To see what’s going wrong here, suppose you’re in the Martini bloc.
Getting either the Ratzinger bloc or the Bergoglio bloc on your side would put
you over a two-thirds majority. You prefer Bergoglio to Ratzinger, so you go
to Bergoglio first. But he prefers Ratzinger to you, so he turns you down.
You could go to Ratzinger, but you really don’t want to make concessions to
that faction. And Ratzinger and Bergoglio can’t put together a two-thirds
majority between them, and even if they could, Ratzinger doesn’t like
Bergoglio as much as he likes Martini. Everything’s deadlocked. A majority
election wouldn’t eliminate the possibility of deadlock, but it would make it
much less likely.
Maltzman et al hypothesized that even if John Paul II hadn’t noticed this
potential problem, he likely was talking to someone who had. In 1994, they
note, John Paul appointed the Pontifical Academy of Social Science, meant to
provide the church with advice from political scientists, sociologists and
economists of note. One of the original appointees was Kenneth Arrow, the
Nobel-winning economist whose most famous work concerns voting paradoxes.

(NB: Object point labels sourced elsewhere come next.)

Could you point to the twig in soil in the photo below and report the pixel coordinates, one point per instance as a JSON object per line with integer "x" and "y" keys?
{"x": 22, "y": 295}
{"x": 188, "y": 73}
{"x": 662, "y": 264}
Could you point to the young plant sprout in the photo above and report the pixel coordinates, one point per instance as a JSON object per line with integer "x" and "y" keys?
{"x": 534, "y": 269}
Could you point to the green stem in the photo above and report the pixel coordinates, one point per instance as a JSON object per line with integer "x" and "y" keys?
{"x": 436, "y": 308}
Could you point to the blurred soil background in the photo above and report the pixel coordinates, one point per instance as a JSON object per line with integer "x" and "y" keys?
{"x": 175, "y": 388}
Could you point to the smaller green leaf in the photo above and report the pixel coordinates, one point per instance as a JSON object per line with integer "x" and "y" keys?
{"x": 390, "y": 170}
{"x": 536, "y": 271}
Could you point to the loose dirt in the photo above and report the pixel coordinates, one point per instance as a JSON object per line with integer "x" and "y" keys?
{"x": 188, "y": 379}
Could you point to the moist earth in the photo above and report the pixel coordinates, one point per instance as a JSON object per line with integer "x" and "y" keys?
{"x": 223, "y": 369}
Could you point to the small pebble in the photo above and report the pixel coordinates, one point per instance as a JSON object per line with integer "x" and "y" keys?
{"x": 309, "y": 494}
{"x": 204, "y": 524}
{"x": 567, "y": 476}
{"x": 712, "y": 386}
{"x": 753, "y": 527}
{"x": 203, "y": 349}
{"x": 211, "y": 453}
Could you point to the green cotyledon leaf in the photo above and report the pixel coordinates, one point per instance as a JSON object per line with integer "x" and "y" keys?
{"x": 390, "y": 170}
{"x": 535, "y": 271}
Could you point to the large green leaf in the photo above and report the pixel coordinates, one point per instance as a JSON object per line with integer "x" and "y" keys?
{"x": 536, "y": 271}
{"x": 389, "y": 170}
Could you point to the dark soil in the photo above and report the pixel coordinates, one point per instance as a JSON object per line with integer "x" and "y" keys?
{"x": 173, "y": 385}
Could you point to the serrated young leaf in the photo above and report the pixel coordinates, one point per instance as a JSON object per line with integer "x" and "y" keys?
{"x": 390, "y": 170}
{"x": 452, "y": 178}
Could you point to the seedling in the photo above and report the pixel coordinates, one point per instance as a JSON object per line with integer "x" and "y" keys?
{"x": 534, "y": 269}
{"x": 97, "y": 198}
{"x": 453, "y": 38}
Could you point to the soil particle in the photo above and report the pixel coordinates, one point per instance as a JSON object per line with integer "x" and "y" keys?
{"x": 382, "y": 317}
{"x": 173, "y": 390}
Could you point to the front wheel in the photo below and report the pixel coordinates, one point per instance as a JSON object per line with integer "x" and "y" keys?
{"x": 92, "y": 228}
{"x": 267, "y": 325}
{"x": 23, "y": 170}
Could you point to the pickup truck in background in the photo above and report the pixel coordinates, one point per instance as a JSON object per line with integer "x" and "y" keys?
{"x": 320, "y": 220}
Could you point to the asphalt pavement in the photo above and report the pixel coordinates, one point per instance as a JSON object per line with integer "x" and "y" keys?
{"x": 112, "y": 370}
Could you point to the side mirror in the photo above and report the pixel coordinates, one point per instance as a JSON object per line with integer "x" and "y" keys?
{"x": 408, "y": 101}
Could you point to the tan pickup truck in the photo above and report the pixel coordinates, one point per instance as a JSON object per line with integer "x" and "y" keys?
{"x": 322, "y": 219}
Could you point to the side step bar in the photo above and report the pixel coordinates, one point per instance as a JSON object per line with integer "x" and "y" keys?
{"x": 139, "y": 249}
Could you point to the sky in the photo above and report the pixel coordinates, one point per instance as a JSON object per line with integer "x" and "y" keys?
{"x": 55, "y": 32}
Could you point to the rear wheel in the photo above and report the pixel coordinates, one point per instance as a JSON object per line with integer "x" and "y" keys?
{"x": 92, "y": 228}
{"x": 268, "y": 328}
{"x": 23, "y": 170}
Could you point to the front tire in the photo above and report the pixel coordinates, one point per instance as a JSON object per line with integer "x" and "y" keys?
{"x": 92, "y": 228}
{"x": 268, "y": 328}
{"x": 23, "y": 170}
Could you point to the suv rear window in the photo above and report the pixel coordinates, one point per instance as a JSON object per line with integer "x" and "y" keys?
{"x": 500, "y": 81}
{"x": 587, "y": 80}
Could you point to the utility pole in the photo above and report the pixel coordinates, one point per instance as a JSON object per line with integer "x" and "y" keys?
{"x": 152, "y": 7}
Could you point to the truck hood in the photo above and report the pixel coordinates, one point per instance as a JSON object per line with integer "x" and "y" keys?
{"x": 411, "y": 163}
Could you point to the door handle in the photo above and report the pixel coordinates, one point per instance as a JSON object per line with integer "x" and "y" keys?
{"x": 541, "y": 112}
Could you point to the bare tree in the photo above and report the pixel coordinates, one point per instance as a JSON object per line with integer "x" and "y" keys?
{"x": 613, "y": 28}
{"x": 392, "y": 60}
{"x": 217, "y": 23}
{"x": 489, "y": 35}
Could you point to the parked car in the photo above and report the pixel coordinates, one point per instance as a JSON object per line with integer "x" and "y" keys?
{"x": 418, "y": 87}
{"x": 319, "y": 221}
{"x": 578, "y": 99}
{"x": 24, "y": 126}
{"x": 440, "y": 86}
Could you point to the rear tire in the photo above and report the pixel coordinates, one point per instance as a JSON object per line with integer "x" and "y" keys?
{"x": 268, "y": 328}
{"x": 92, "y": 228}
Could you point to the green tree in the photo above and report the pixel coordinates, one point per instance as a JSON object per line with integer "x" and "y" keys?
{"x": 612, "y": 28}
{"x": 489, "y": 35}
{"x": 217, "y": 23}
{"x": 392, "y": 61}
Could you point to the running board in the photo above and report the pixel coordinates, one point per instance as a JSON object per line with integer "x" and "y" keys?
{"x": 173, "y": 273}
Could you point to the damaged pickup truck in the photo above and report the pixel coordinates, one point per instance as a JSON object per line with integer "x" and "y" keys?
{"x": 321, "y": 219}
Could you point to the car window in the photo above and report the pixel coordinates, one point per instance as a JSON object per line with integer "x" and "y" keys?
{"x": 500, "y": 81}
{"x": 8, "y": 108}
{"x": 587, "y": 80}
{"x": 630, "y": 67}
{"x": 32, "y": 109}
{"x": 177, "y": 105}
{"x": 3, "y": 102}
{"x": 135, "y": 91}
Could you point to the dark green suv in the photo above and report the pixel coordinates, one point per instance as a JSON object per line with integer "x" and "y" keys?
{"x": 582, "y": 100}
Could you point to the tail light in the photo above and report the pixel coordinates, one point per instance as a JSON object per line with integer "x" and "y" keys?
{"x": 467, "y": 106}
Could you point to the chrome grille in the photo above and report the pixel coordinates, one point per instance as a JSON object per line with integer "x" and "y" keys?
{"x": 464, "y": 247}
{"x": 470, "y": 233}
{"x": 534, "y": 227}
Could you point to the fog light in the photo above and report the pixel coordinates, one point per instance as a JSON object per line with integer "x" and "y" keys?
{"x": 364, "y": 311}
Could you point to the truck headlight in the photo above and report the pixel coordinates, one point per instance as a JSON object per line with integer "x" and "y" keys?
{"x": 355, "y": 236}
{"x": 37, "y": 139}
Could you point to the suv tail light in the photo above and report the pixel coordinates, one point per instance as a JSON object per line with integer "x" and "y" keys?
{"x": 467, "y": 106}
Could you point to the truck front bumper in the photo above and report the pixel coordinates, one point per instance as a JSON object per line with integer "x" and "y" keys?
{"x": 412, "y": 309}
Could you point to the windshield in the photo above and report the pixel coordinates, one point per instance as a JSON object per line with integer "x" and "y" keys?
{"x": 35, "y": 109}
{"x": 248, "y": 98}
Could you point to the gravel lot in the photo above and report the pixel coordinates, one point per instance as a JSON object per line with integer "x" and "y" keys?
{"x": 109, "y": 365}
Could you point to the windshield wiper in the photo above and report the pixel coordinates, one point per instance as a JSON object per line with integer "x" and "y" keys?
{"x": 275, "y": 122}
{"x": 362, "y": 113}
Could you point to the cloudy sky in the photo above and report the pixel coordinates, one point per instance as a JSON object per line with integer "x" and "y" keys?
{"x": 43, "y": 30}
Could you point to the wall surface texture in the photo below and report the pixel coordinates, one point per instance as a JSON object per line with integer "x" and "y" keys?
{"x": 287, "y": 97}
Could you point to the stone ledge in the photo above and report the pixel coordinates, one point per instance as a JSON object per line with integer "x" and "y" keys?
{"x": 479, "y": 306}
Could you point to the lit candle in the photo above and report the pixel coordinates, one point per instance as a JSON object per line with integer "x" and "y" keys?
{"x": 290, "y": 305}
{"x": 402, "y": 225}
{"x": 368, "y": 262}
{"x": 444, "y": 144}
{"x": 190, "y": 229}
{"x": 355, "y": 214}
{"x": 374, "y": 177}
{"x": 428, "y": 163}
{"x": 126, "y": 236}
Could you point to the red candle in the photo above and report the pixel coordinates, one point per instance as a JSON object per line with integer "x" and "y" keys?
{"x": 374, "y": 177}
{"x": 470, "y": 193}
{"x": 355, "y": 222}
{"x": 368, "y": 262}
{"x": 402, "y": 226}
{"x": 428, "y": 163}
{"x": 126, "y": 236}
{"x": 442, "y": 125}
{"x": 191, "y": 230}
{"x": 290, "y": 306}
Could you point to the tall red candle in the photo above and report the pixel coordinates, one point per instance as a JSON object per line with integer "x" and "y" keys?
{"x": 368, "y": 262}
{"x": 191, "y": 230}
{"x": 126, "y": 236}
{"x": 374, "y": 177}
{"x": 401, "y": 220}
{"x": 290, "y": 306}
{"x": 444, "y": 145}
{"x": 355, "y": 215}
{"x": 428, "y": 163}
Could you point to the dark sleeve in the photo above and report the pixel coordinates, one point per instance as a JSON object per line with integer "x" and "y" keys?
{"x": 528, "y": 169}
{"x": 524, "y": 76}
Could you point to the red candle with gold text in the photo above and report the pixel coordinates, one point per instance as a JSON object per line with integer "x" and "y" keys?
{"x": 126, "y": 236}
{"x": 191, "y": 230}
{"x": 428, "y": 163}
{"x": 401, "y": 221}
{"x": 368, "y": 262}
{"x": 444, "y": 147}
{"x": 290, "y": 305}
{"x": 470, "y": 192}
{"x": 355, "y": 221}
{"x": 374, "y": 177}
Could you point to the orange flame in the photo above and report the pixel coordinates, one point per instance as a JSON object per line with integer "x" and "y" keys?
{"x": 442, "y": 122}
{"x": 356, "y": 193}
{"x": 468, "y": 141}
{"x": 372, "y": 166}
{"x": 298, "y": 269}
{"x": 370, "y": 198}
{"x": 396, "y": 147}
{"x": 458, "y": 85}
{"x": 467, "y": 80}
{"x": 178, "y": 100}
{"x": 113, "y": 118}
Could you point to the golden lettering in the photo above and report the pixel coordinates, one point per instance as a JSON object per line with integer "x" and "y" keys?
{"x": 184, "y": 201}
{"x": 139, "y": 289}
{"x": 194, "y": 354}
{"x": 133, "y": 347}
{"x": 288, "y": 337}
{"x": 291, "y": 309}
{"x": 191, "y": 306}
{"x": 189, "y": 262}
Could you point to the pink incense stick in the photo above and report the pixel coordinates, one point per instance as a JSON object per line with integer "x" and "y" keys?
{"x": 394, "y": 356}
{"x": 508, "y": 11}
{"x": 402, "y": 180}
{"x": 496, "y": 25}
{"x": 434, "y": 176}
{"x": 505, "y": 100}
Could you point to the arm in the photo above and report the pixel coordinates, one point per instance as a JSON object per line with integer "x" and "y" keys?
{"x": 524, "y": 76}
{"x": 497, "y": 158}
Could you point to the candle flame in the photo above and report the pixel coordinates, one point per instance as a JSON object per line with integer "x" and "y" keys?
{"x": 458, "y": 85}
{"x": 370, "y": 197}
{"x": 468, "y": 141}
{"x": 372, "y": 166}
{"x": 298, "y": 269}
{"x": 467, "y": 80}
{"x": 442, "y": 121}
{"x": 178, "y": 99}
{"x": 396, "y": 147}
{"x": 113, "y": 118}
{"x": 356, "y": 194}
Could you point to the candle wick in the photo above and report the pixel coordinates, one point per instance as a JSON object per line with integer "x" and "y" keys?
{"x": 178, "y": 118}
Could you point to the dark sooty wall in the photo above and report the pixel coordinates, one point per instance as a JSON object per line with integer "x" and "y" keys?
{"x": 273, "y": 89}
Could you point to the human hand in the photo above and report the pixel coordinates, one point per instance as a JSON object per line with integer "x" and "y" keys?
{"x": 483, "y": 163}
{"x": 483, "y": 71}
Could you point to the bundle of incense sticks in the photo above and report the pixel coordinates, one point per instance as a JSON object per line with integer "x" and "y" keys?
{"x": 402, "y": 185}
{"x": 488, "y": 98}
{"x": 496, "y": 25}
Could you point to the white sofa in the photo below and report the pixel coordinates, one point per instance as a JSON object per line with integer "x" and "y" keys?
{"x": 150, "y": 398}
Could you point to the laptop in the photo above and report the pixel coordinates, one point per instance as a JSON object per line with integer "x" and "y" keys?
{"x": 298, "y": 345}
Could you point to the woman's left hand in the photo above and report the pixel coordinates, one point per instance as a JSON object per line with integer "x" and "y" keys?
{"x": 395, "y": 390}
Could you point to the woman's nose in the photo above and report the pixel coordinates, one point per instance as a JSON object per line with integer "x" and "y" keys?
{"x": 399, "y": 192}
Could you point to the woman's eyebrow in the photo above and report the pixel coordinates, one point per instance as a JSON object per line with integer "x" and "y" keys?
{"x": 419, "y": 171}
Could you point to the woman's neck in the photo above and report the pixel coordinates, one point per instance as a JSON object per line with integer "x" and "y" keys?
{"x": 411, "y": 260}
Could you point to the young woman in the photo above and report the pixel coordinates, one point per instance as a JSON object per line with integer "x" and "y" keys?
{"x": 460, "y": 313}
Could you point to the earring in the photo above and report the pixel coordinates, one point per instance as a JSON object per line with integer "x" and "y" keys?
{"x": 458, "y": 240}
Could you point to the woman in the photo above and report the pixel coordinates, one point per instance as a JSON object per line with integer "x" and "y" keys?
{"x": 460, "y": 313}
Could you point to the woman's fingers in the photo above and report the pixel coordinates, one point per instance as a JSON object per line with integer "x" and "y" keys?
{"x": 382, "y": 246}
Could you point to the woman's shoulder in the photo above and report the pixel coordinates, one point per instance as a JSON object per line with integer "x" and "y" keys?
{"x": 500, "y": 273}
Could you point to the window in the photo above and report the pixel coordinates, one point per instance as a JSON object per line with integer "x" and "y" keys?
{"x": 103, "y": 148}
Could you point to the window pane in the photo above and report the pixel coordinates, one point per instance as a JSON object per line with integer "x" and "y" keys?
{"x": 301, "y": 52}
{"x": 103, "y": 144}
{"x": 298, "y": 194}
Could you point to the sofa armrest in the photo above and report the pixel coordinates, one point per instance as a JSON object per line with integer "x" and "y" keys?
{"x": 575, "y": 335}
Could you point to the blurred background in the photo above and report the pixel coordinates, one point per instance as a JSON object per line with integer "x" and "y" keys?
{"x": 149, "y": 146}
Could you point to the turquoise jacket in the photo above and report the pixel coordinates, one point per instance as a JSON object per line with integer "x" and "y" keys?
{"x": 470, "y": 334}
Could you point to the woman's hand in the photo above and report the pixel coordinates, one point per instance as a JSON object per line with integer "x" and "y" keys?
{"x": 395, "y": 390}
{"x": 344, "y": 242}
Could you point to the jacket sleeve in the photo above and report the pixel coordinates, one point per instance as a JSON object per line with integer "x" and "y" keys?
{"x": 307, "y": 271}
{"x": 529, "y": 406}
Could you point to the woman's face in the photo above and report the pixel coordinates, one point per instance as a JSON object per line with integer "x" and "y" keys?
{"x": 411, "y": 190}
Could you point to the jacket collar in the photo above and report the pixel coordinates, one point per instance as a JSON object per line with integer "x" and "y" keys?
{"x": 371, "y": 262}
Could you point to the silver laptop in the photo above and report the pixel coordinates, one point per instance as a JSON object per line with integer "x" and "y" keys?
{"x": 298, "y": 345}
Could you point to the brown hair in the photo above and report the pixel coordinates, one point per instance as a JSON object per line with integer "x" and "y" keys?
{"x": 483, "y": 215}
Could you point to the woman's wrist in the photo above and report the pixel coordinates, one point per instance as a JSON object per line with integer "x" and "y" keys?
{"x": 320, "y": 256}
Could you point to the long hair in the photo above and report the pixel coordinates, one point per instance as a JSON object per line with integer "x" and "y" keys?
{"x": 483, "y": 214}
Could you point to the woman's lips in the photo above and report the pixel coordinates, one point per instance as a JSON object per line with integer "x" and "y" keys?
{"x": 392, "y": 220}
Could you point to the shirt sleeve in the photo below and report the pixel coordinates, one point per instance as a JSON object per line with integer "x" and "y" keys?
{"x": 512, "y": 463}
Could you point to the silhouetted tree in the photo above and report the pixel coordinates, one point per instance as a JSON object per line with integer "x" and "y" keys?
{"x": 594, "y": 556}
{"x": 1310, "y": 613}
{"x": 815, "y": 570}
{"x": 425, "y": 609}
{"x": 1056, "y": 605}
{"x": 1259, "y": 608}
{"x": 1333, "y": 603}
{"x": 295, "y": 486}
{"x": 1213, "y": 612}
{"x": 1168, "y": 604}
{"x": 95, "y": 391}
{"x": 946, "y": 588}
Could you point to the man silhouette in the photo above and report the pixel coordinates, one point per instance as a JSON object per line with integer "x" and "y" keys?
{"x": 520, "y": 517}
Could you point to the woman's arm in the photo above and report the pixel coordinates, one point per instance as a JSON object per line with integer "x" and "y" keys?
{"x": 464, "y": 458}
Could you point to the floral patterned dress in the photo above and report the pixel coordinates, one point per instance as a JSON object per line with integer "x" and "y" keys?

His Arrow impossibility theorem proved that it is impossible to take the
ranked preferences of a group of voters and turn them into a societal ranking
that conforms with certain basic rational and fairness requirements (for
example, one requirement is that one person ranking an option higher shouldn’
t hurt its societal ranking). The relevance of that work to the Pope’s
dilemma should be clear enough.
Regardless of whether the political scientists’ history is right and Arrow’
s views really did push the cardinal election process in this direction,
their point is important for this next papal election because Benedict has
_reversed_ (http://news.bbc.co.uk/2/hi/europe/6242466.stm) John Paul II’s
repeal of the two-thirds requirement, the very repeal that enabled Benedict
to be elected in the first place. In the past, this has led to compromise
selections like, well, John Paul II, but if a voting paradox arises, the
church could be in for considerable gridlock.